The 2M alliance was in discussions with HMM about possible membership, but ultimately decided to go with a Vessel Sharing Agreement (VSA), rather than full membership. Under the agreement, HMM will purchase slots on the 2M routes connecting Asia with North Europe, the Mediterranean and the US East Coast, while continuing to operate Asia – US West Coast services on its own, with Maersk and MSC taking slots. Maersk and MSC will take control of an undisclosed number of vessels currently operated by HMM on the Asia – Europe and Asia – USEC routes. These vessels will be operated and marketed by Maersk and MSC, downgrading HMM to slot buyer thereby removing their purchasing power.
“OCEAN” Alliance: CMA, COSCO, Evergreen, OOCL
The Ocean Alliance brings together the world’s 3rd, 4th, 5th, and 9th largest container lines and is seen as a direct attempt to counterbalance the dominance of the 2M alliance in the market. This follows CMA’s recent takeover of Neptune Orient Lines and the consolidation of its APL, USL, and ANL brands, as well as COSCO’s giant merger with China Shipping. The Ocean alliance will represent roughly 26% of global container capacity or about 5.5 million TEU’s.
The Ocean Alliance will own 41.43% market capacity on the Transpacific trade lane, and 34.86% in Asia-Europe, allowing for considerable strength across both major trade lanes.
“THE” Alliance: Hapag-Lloyd, KLINE, MOL, NYK, Yang Ming
THE is another alliance marked by the industry’s recent moves towards greater consolidation. Hapag-Lloyd is looking to finalize talks to bring its merger with UASC to completion, while the three Japanese carriers in the alliance announced their intentions to merge, creating the sixth largest container operator in the world. THE will represent roughly 16% of global container capacity.

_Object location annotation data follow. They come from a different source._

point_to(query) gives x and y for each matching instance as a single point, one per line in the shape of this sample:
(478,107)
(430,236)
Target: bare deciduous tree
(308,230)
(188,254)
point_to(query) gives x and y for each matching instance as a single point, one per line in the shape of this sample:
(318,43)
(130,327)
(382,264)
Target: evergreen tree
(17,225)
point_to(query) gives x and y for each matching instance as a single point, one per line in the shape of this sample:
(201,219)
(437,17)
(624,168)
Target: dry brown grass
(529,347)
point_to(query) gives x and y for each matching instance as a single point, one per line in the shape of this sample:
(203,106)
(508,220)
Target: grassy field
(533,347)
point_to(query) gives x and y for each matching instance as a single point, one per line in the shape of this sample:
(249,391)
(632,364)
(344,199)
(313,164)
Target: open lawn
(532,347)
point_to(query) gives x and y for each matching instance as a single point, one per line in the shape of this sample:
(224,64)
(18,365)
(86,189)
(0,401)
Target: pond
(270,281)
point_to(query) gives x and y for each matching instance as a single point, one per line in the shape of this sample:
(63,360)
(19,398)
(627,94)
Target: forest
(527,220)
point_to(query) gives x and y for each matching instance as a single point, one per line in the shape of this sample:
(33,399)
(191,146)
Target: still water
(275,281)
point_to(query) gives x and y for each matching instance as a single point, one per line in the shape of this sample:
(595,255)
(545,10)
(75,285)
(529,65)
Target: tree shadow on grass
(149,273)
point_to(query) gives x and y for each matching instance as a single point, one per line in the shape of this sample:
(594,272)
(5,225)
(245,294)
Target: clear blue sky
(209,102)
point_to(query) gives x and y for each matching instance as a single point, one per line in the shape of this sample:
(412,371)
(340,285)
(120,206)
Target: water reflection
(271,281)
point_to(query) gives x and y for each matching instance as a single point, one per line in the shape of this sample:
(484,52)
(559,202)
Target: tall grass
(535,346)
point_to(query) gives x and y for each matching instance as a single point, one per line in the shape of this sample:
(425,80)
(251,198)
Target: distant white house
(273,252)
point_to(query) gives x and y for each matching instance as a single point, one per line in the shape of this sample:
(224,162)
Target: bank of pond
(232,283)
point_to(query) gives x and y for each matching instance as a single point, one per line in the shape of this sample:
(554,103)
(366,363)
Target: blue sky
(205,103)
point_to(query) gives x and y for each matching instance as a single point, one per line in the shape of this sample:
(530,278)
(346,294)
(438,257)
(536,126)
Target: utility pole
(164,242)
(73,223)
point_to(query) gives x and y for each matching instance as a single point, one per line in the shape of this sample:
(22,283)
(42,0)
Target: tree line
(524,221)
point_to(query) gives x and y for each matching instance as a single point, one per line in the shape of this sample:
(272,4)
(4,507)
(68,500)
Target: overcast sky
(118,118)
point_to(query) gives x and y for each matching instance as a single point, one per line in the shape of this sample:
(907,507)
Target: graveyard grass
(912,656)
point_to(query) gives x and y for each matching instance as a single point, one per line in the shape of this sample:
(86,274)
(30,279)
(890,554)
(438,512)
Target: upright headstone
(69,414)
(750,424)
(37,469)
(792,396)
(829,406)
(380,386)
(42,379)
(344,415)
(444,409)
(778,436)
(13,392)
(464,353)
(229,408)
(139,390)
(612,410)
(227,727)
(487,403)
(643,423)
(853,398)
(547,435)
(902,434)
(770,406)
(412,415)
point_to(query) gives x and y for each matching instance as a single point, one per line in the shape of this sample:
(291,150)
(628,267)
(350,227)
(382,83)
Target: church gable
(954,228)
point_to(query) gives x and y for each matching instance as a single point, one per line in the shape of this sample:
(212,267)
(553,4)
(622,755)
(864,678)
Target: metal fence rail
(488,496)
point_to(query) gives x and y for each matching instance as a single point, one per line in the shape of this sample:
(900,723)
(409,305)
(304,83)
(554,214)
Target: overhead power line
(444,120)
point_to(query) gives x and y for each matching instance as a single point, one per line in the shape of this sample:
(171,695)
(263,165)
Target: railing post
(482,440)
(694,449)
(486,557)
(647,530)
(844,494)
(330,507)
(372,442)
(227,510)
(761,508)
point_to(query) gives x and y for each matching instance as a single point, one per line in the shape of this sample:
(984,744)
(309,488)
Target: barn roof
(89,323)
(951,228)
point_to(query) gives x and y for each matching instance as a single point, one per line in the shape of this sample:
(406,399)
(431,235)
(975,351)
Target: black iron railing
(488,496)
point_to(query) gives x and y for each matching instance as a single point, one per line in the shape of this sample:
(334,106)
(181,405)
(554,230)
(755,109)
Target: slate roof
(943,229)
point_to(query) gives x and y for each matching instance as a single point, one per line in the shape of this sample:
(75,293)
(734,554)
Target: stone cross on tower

THE Alliance will have 28.68% market capacity on the Transpacific trade lane and 23.41% in Asia-Europe.
All Ocean Alliances: East-West Trade Lane Capacity Breakdown
Not every alliance covers every major trade route. For example, note that 2M is largely entirely absent from the Indian subcontinent.
These alliances are pragmatic arrangements, which means that their compositions change every few years.
2016 has been a particularly tumultuous year marked by historically low ocean freight rates, major shifts in the alliance landscape, and rapid industry consolidation exacerbated by the recent Hanjin collapse. CMA CGM purchased APL, Hapag-Lloyd and UASC will merge, and the three Japanese carriers (KLINE, MOL, and NYK) have agreed to form a joint venture. The assembly of both the Ocean and THE alliances were in part, at least, to challenge the dominance of the longstanding 2M alliance (particularly now that they will incorporate HMM in some capacity to boost their Transpacific market share). The events of 2016 serve as a testament to how quickly the landscape in this industry can shift and how even these newly constructed alliances are always subject to potential change.